Analysts Urge Caution as Nigeria's Fixed Income Yields Show Signs of Moderation

    Eniola Olatunji | Top Stories | Sep 06, 2024    

Nigeria's fixed income market, which has seen a surge in yields, is beginning to moderate, and analysts are urging investors to be cautious about locking into high rates for extended periods. While the elevated yields are attractive, experts warn they may be unsustainable, particularly as macroeconomic conditions shift.

“A combination of factors clearly favours a longer-duration fixed income strategy,” noted analysts at CardinalStone in their mid-year outlook. They advise a careful balance between capturing current returns and managing reinvestment risks linked to shorter-dated instruments.
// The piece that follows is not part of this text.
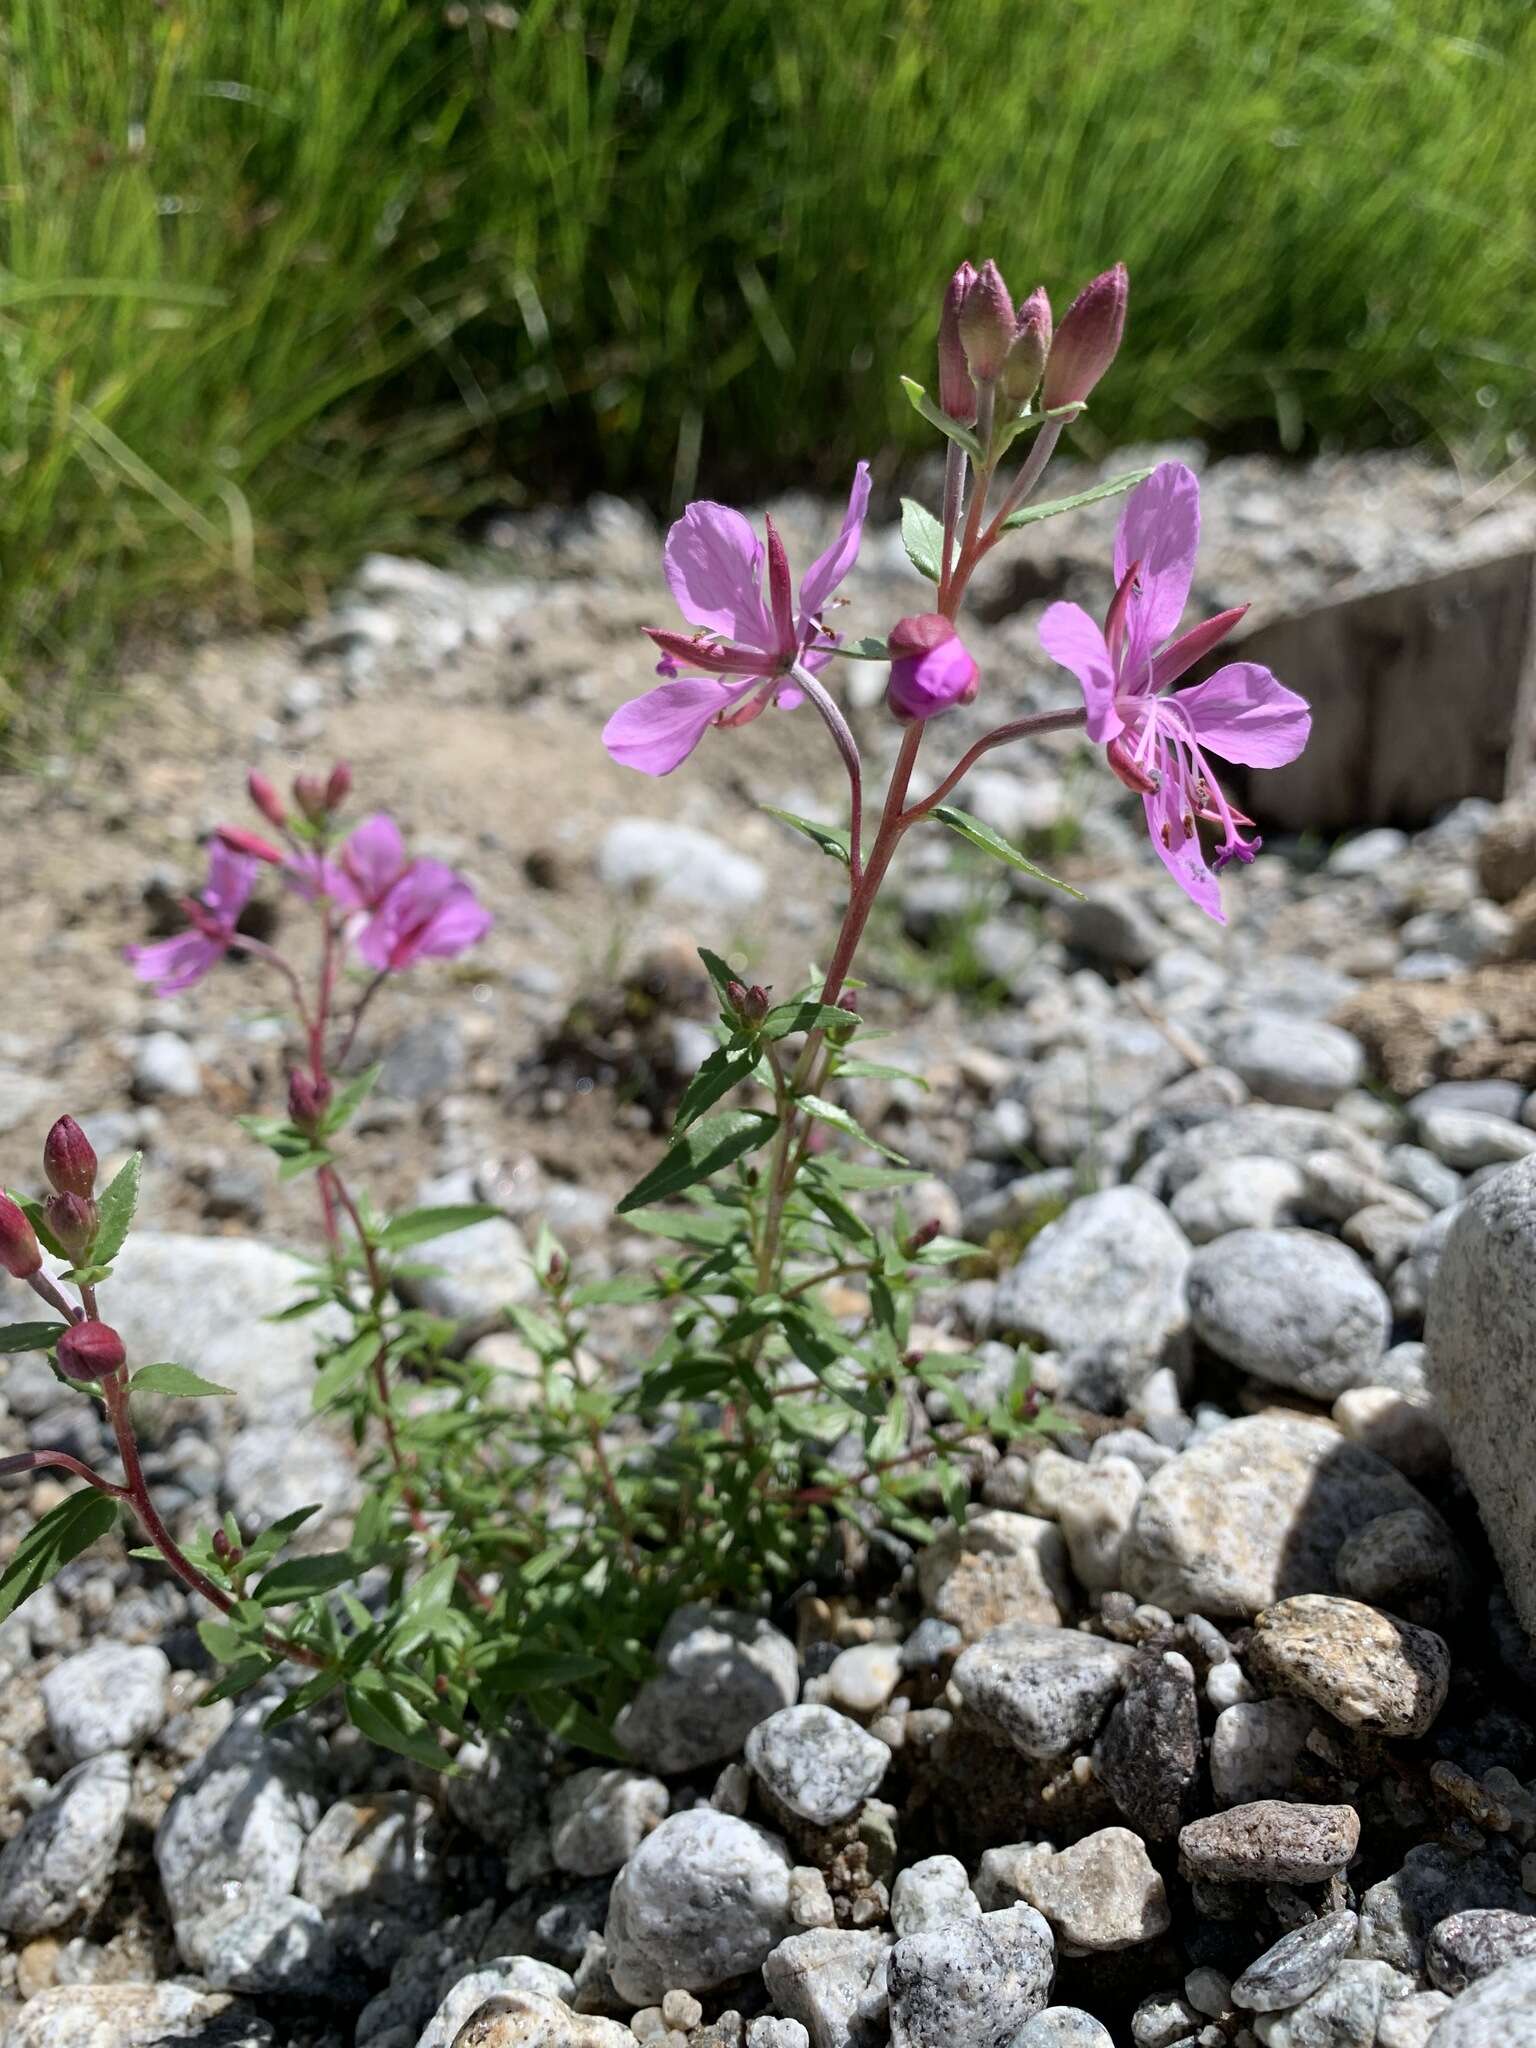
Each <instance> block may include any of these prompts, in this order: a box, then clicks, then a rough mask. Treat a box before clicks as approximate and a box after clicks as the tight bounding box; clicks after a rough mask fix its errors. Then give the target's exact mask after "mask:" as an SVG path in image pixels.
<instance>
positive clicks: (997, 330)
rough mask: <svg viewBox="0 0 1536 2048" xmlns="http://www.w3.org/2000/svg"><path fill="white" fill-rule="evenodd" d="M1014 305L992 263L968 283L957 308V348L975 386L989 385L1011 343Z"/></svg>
mask: <svg viewBox="0 0 1536 2048" xmlns="http://www.w3.org/2000/svg"><path fill="white" fill-rule="evenodd" d="M1014 326H1016V322H1014V301H1012V299H1010V297H1008V285H1004V274H1001V270H999V268H997V264H995V262H991V260H987V262H983V266H981V268H979V270H977V274H975V279H973V281H971V289H969V291H967V295H965V305H963V307H961V346H963V348H965V360H967V362H969V365H971V375H973V377H975V379H977V383H991V381H993V379H995V377H997V373H999V371H1001V367H1004V360H1006V356H1008V350H1010V346H1012V342H1014Z"/></svg>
Treasury Bills Yields Set to Fall

At the start of the second half of 2024, many analysts cautioned against focusing solely on high short-term Treasury Bills (T-bills) yields, suggesting investors consider locking in long-term government bonds with rates as high as 21%. CardinalStone expects inflation to dip in the latter half of 2024, prompting a shift towards longer-duration assets.

In the first half of the year, Nigeria’s fixed income market saw yields climb sharply due to the Central Bank of Nigeria’s (CBN) aggressive tightening policies aimed at curbing inflation and managing liquidity. This spike led to a significant rise in interest rates, particularly on short-dated maturities. Average yields on T-bills reached 21.80% and bonds at 18.80%, compared to 11.35% and 14.17% in the same period of 2023.

The high yields attracted over $4 billion in foreign portfolio investments into the Nigerian debt market. However, T-bill yields have since started declining, dropping from a high of 28.36% in July to 23.36% by August, as investors rushed to secure returns before further declines.

Falling Inflation and High Borrowing Costs Drive Yield Reductions

Meristem, in a recent report, noted that while fixed income yields are expected to hover around current levels, the government’s need to moderate borrowing costs could drive them down further. With inflation projected to decrease in the second half of 2024, the gap between negative real returns and inflation could narrow.

For the first time in 19 months, Nigeria’s headline inflation rate dipped to 33.40% in July, easing fears of further rate hikes. This shift, coupled with high foreign portfolio investment inflows, may result in the largest total capital inflow in four years, according to Meristem analysts.

Yield Curve Moderation Expected

CSL Stockbrokers also foresee a moderation in the yield curve for Nigerian fixed income instruments, driven by higher base effects, improved foreign exchange stability, and liquidity. Foreign portfolio investments are expected to remain subdued until the FX market stabilises, though a sharp drop in fixed income rates is not anticipated.

With the Debt Management Office (DMO) having already raised over N12 trillion of its projected N20 trillion for the year, CSL analysts predict a 50-100 basis points reduction across the yield curve in the second half of 2024.

Locking in Long-Term Returns

Meristem recommends that investors focus on long-duration instruments, particularly government bonds, to capitalise on the current high yields and avoid the reinvestment risks associated with short-term instruments. They forecast a gradual decline in yields through 2025, making it crucial for investors to lock in these favourable rates now.

With the market showing signs of a potential downturn in yields, experts agree that a long-term strategy is key to maximising returns in Nigeria’s fixed income space.